MiTTs were also manned, trained and equipped for security force assistance. The problem IMO isn't who is doing the training, it's who is being trained.
I think that the Army is preparing for a problem that it wants to have, rather than the problem it does have. The problems we face in Iraq and Afghanistan and Syria aren't military problems, they are political/ideological/institutional ones. If we want to make a difference there we need to start standing up brigades of economists, lawyers and LEOs, under the aegis of the State Department, not taking away our very limited Army combat brigades to support a TTP that we've seen time and time again simply does not work.
We already have too much on our plate as it is. What's coming off to support the 16 weeks of language training and the 6 weeks of SFAB training and all of the other stuff that they haven't thought of yet but are going to need to train on to make this work? How are they going to do language sustainment? What languages are they even going to train on? And what happens to all of that great training and SFAB experience when people PCS back into the Big Army? Or are we standing up a new SFAB MOS where people stay for their whole careers? And if we're going to do that, maybe we stand up a whole new branch, joint/combined/interagency. Because that's what it's going to take to make this work.

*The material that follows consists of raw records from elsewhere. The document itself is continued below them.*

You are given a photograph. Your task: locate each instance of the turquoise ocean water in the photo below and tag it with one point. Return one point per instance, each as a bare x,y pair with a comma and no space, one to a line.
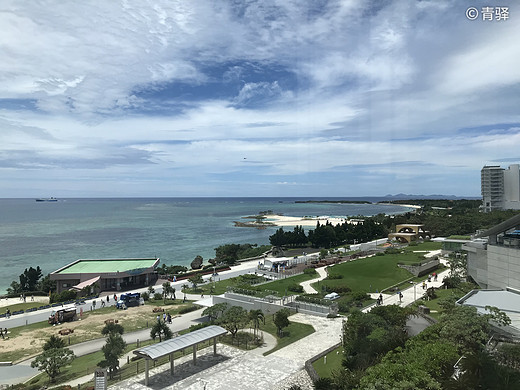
53,234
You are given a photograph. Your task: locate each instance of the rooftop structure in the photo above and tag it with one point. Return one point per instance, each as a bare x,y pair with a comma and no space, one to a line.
507,301
169,347
409,232
494,256
500,187
106,274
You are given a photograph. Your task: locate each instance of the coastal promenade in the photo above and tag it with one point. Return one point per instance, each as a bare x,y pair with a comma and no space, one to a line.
233,368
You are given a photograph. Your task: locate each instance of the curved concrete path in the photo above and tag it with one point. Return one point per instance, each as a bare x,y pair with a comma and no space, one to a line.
307,284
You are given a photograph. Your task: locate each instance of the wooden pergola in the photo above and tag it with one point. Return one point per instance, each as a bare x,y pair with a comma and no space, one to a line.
169,347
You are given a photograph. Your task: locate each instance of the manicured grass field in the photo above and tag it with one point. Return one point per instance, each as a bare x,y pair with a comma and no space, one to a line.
377,272
368,275
22,306
334,359
424,246
282,286
292,333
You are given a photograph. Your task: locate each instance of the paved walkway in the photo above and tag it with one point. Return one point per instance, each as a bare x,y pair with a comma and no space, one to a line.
236,369
307,284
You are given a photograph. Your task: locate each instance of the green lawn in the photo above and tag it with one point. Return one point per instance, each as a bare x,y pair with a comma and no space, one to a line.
425,246
93,330
218,287
22,306
282,286
86,365
377,272
368,275
294,332
333,362
435,309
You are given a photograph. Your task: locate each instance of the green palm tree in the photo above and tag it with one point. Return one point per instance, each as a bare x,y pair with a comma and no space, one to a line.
161,330
256,316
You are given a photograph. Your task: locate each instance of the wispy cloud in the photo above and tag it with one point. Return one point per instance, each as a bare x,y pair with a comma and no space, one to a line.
362,98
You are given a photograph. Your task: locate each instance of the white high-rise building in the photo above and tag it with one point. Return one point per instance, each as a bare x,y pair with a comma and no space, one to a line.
500,187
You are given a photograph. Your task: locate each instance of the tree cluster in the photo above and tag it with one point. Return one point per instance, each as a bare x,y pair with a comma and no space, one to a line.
114,348
328,235
230,253
30,281
234,318
454,217
450,354
54,357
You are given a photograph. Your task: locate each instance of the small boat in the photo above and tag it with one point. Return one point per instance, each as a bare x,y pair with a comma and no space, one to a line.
51,199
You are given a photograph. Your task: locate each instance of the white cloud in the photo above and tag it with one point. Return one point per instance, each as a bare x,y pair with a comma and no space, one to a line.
373,86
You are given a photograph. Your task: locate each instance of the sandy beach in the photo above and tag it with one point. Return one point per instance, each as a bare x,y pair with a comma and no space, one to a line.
282,220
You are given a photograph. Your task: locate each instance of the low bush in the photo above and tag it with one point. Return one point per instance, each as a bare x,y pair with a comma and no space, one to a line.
188,309
295,288
199,326
309,271
336,289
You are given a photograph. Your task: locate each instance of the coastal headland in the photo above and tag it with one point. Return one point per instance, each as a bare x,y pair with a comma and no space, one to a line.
266,220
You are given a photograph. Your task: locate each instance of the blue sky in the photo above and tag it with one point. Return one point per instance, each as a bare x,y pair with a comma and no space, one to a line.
255,98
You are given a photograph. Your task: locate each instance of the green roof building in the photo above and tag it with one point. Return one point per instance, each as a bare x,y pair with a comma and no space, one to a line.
108,274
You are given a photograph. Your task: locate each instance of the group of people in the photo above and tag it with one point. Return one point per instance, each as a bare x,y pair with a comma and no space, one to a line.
167,318
23,297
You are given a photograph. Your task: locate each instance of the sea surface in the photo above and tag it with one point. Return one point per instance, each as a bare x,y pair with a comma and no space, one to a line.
53,234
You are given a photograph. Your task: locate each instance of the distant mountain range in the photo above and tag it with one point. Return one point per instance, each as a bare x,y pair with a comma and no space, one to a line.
408,196
389,197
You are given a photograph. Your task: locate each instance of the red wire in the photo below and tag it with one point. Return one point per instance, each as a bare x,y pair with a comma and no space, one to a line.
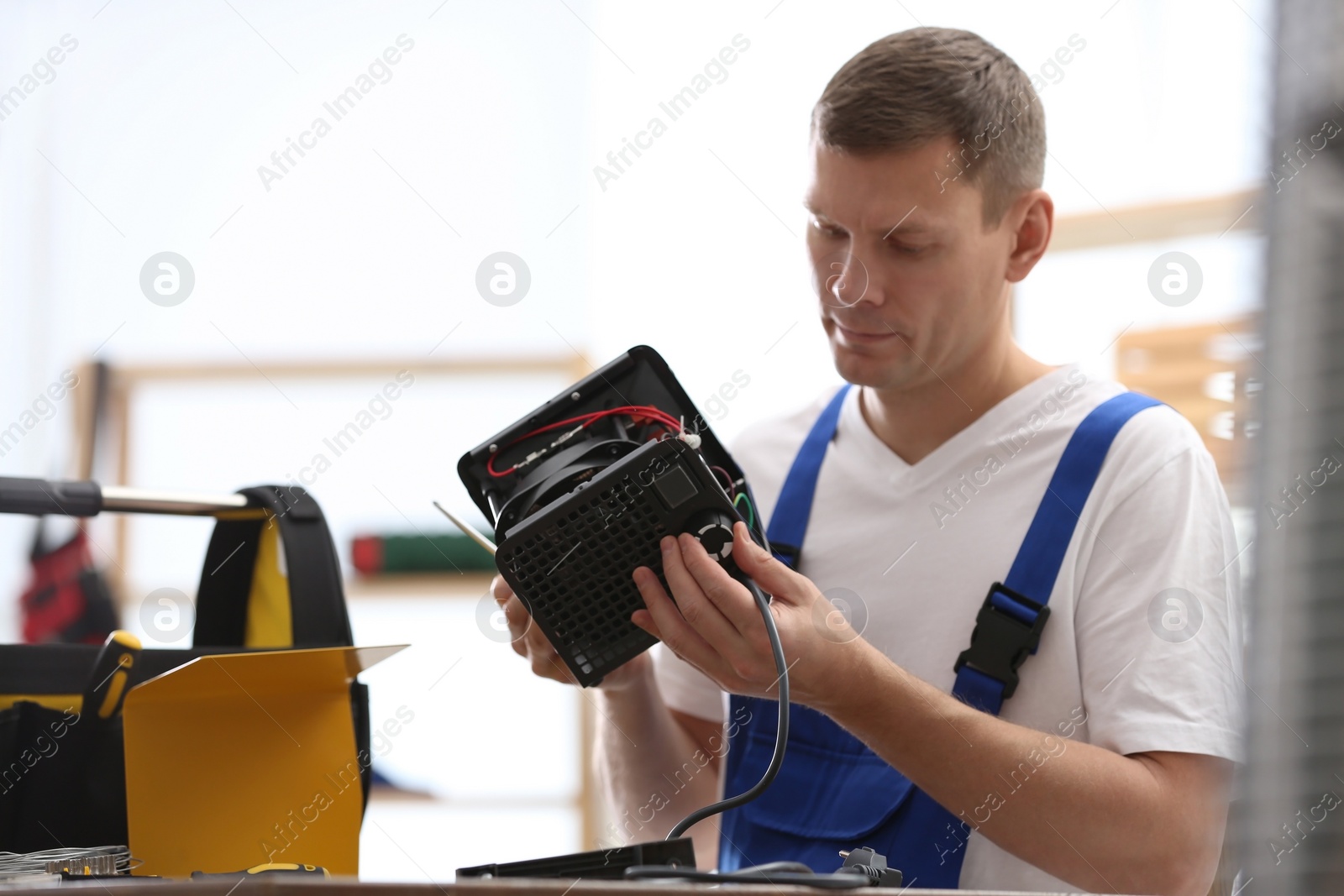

And what's going to happen to these fancy SFABs when some manpower-draining contingency like Iraq crops up in the future (looking at you, North Korea)? We don't have a draft, most of America is too fat, too dumb, or too criminal to join, and no matter how we fight in the future, we're going to need thousands of people on the ground. It would be better to designate one brigade per division as the DRB-S, the Division Ready Brigade-SFAB like you have the DRB for contingencies. That way they can stay sharp on basic soldier skills and prep for the SFAB mission just like they would any other contingency.
Bottom line, our general purpose forces are GPF for a reason. The kind of half-assed over-specialization envisioned for SFABs is not likely to increase lethality, survivability, or mission accomplishment. In fact, it will probably have the opposite effect.
This is a bad idea, already poorly executed.